Batch operation seems to be a feasible method, the training data is divided into pieces, and in accordance with the order to load the GPU to do the model training, but the experiment found that the data transfer from the CPU into the GPU transmission costs completely covered The benefits of putting data into high-speed GPU computing, IBM researcher Celestine Dünner said the biggest challenge with machine learning on the GPU is the inability to throw all the data into memory.

To solve this problem, the research team developed techniques to mark the importance of training data sets, so training uses only the most important data, so most of the unnecessary data does not need to be sent to the GPU, saving a lot of training time. To train a model to distinguish between pictures of dogs and cats, once the model finds that one of the differences between a cat and a dog is that the cat's ear must be smaller than the dog, the system will retain this feature and will not repeat this feature in future training models, As a result, models are being trained faster and faster, according to IBM researcher Thomas Parnell, a feature that facilitates more frequent training of models and more timely tuning of models.
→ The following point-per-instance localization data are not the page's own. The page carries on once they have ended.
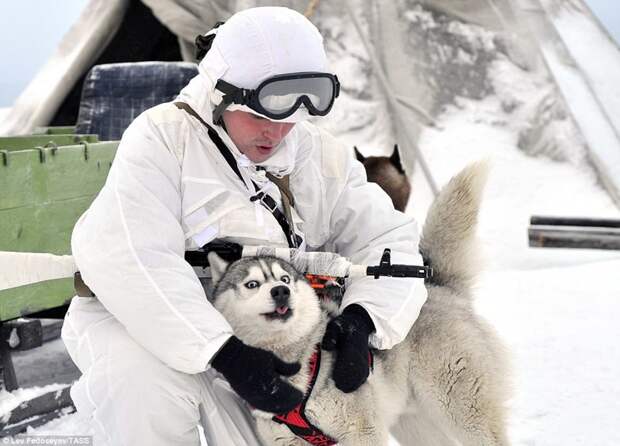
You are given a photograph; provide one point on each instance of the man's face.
(255, 137)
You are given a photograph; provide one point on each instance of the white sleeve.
(363, 223)
(129, 247)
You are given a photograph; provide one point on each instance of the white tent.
(393, 58)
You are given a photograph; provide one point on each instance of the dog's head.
(266, 300)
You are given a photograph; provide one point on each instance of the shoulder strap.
(221, 146)
(284, 220)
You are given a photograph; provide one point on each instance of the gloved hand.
(255, 374)
(348, 335)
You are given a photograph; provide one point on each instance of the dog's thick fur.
(445, 384)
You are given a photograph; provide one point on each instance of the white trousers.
(129, 397)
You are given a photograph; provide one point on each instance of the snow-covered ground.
(556, 309)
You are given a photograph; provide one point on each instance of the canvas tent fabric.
(422, 56)
(115, 94)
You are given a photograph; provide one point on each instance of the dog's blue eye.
(252, 284)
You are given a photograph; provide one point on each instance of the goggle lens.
(282, 95)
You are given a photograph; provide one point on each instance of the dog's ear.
(218, 266)
(395, 160)
(358, 155)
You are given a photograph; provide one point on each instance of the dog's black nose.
(280, 295)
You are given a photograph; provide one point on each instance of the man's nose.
(275, 130)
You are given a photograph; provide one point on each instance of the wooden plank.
(54, 130)
(30, 299)
(66, 173)
(41, 228)
(550, 237)
(29, 141)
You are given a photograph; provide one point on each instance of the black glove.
(254, 374)
(348, 335)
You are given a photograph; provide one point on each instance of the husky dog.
(389, 174)
(445, 384)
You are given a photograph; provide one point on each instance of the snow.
(555, 309)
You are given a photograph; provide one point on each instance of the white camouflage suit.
(144, 343)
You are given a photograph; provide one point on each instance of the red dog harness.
(296, 419)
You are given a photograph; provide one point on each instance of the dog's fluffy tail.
(447, 242)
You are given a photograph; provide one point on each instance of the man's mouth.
(280, 313)
(265, 149)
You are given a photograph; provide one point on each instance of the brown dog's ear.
(218, 266)
(395, 160)
(358, 155)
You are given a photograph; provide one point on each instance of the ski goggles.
(280, 96)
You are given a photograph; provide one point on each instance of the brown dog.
(389, 174)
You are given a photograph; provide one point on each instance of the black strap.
(266, 200)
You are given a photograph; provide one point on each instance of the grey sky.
(31, 30)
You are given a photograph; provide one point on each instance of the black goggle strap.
(232, 95)
(203, 42)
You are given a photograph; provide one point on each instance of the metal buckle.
(271, 208)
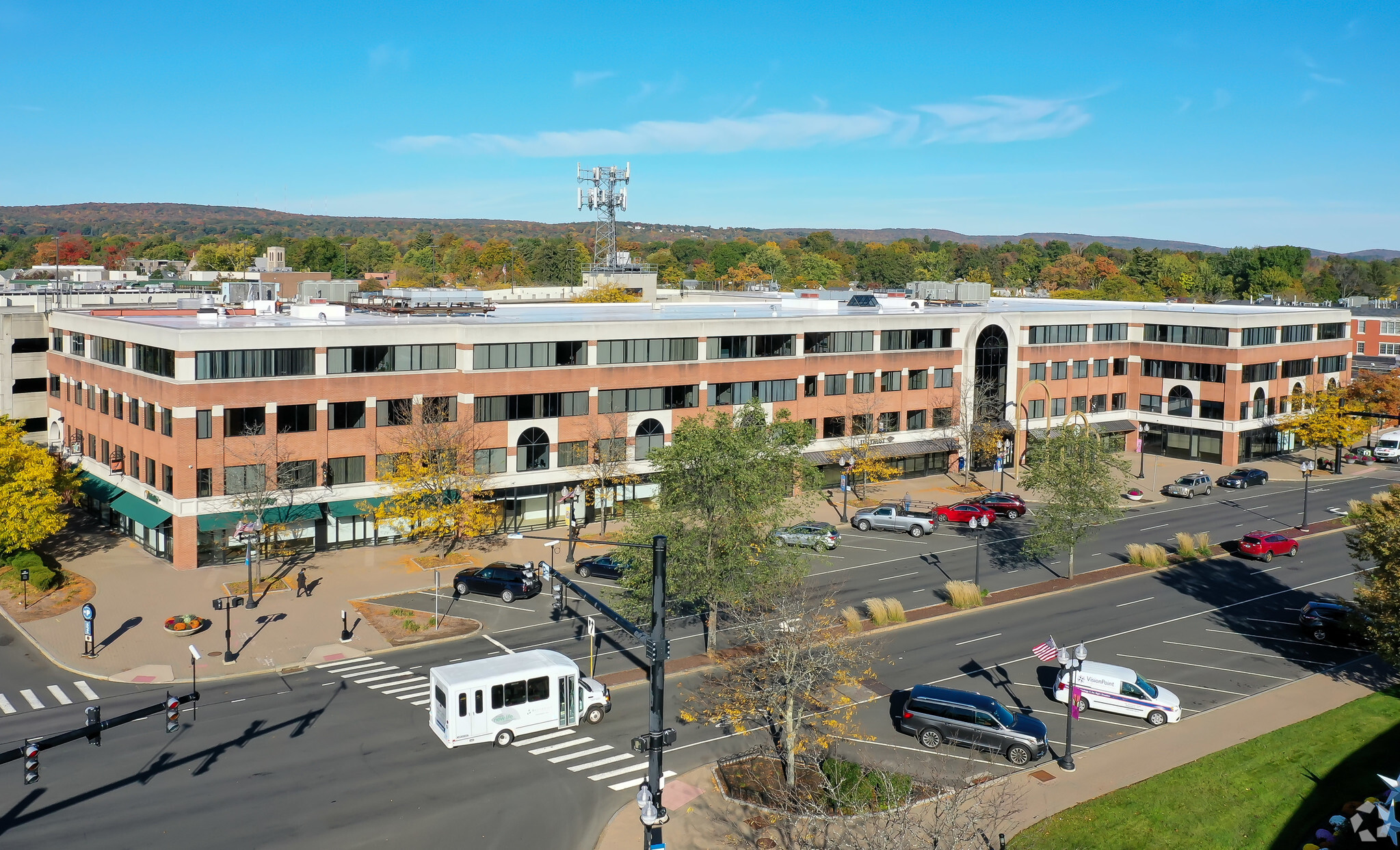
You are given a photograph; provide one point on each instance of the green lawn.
(1267, 793)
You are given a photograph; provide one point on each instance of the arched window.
(1179, 401)
(532, 451)
(650, 434)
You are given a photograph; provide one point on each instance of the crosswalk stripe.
(545, 737)
(633, 783)
(612, 773)
(85, 689)
(345, 661)
(601, 762)
(580, 754)
(399, 682)
(564, 745)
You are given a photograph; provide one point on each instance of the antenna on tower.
(607, 198)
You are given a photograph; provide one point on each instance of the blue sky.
(1219, 124)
This technique is used to measure how much each data point contributes to the learning algorithm, mainly using the concept of binary disparity and adjusting the training algorithm in time.With the practical application of this method, the research team is working on Heterogeneous compute platforms , Developed a new, reusable component, DuHL, for a machine learning training model designed for heterogeneous learning of binary disparity.
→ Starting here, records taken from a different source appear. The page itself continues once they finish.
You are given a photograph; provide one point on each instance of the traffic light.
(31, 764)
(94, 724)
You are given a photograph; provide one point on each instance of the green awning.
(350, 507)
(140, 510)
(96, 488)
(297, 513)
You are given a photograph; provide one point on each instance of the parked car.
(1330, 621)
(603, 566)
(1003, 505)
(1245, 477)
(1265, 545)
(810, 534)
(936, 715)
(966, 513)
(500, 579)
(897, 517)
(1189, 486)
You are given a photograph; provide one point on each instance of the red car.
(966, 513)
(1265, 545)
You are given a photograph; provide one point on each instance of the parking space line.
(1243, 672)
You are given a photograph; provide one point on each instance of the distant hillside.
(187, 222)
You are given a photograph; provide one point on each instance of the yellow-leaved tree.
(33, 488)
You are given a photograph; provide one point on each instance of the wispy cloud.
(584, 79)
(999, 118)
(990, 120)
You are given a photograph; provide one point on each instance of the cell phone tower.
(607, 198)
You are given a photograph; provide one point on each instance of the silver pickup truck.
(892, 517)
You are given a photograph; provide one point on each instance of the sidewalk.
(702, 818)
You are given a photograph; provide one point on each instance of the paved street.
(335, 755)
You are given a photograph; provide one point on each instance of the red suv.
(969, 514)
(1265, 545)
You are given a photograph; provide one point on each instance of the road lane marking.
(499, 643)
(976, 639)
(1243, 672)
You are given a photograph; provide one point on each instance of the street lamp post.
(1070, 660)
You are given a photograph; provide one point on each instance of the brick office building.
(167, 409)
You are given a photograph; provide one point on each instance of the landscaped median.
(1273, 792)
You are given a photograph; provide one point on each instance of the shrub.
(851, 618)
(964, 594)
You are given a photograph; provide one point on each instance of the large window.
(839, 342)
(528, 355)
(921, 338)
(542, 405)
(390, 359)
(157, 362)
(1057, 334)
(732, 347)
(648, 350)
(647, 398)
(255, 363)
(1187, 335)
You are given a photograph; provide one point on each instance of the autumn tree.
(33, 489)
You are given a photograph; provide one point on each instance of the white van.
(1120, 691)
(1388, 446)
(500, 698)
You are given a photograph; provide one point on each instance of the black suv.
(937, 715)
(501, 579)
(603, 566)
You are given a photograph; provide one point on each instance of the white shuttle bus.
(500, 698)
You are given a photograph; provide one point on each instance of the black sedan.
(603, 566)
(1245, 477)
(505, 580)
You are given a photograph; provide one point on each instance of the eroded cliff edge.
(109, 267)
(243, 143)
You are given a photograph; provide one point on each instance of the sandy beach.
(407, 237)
IBM said their next goal is to provide DuHL in the cloud as the current unit of cloud GPU service is based on hours, and the cost savings will be staggering if the model training time is reduced from ten hours to one hour.

(Top) The graph shows the time required for the three algorithms, including DuHL's performance on a massive SVM, using a 30GB ImageNet database with hardware as an 8GB NVIDIA Quadro M4000 GPU, The figure shows the efficiency of batches of GPU sequences even worse than CPU-only methods, while DuHL is more than 10 times faster than the other two methods.